Updated

Children living with people who smoke indoors miss more school than their classmates living in smoke-free households, a study out Monday shows.

Researchers at Massachusetts General Hospital (MGH) in Boston compiled data from the 2005 National Health Interview Study, a yearly in-person survey of representative US households, for their study published in Pediatrics.

The data showed that schoolchildren, aged six to 11, living with one person who smoked tobacco indoors had an average of 1.06 more days absent than kids living in homes where no one smoked inside. Those living with two or more in-home smokers missed an average of 1.54 more school days.

Depending on how many smokers were in the household, one quarter to one third of those absences were due to illnesses that have been linked to exposure to secondhand smoke, including ear infections and chest colds.

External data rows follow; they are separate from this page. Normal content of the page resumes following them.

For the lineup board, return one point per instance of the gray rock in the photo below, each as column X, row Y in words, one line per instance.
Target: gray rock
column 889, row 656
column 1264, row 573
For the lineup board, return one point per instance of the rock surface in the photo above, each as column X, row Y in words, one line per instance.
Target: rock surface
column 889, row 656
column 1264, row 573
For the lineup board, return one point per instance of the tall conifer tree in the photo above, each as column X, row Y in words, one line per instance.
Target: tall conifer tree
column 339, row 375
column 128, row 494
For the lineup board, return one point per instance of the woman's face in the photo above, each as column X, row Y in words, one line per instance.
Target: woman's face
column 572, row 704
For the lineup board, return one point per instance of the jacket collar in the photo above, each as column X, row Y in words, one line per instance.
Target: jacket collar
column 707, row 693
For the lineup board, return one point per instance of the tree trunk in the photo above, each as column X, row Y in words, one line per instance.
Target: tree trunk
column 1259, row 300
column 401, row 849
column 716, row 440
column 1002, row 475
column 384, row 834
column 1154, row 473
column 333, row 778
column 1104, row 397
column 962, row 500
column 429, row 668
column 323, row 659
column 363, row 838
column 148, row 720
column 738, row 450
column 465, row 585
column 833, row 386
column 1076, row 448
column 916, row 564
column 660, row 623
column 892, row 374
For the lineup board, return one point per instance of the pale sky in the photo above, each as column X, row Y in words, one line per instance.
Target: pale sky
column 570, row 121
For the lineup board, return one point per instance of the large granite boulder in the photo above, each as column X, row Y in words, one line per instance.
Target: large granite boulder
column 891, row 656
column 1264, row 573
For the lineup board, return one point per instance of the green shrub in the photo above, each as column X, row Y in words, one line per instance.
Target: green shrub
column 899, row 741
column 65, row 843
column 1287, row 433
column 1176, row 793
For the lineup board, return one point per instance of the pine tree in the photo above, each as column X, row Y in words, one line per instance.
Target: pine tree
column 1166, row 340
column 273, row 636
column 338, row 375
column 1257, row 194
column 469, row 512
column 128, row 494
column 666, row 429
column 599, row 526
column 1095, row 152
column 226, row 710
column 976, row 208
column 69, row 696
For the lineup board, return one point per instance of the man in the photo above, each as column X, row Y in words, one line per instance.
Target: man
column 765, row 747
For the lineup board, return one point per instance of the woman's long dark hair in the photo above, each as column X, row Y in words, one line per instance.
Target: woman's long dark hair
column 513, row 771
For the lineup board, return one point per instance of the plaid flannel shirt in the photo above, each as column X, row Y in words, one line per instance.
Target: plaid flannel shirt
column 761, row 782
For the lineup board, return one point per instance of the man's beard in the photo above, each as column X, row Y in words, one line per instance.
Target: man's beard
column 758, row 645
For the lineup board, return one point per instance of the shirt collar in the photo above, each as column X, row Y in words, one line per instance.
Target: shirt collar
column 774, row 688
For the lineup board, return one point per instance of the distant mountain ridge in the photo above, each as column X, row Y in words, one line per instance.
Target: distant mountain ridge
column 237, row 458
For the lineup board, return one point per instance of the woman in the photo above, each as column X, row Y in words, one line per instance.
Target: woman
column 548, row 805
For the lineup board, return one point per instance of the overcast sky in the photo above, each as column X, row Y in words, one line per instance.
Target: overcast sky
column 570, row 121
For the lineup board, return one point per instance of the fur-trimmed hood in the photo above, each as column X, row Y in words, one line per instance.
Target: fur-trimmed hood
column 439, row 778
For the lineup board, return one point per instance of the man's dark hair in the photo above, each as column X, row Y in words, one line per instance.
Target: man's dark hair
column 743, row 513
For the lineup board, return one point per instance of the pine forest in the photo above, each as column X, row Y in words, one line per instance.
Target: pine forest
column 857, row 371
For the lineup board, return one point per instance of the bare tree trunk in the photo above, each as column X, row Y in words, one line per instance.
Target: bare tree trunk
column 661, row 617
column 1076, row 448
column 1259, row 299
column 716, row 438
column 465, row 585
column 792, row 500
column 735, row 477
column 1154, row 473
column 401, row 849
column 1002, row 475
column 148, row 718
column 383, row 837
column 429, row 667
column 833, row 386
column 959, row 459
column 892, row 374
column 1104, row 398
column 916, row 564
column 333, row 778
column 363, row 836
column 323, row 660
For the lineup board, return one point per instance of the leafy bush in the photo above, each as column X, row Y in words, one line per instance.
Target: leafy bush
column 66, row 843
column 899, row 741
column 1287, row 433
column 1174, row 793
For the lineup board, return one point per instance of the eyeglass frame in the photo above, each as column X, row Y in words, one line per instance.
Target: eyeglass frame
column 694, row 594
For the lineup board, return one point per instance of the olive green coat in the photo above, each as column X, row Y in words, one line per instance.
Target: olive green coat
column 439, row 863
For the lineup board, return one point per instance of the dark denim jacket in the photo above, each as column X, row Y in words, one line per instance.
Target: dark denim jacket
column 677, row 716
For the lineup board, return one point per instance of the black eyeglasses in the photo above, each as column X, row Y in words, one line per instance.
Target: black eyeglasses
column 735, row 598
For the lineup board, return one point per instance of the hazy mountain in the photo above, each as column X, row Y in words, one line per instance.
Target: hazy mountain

The study also looked at the potential economic implications for the higher rate of absences.

"The total impact nationwide was $227 million in lost wages and household work for the families of the 2.6 million children living with smokers and for their employers," said the paper's lead author Douglas Levy, of the Mongan Institute for Health Policy at MGH.

"Since almost half of the smoking households in our study had low incomes, that impact may be strongest on households least able to afford it," he added.

One third of children nationwide live with at least one smoker and more than half of those kids, aged three to 11, have been found with detectable levels of a blood marker for tobacco exposure, the study's authors noted.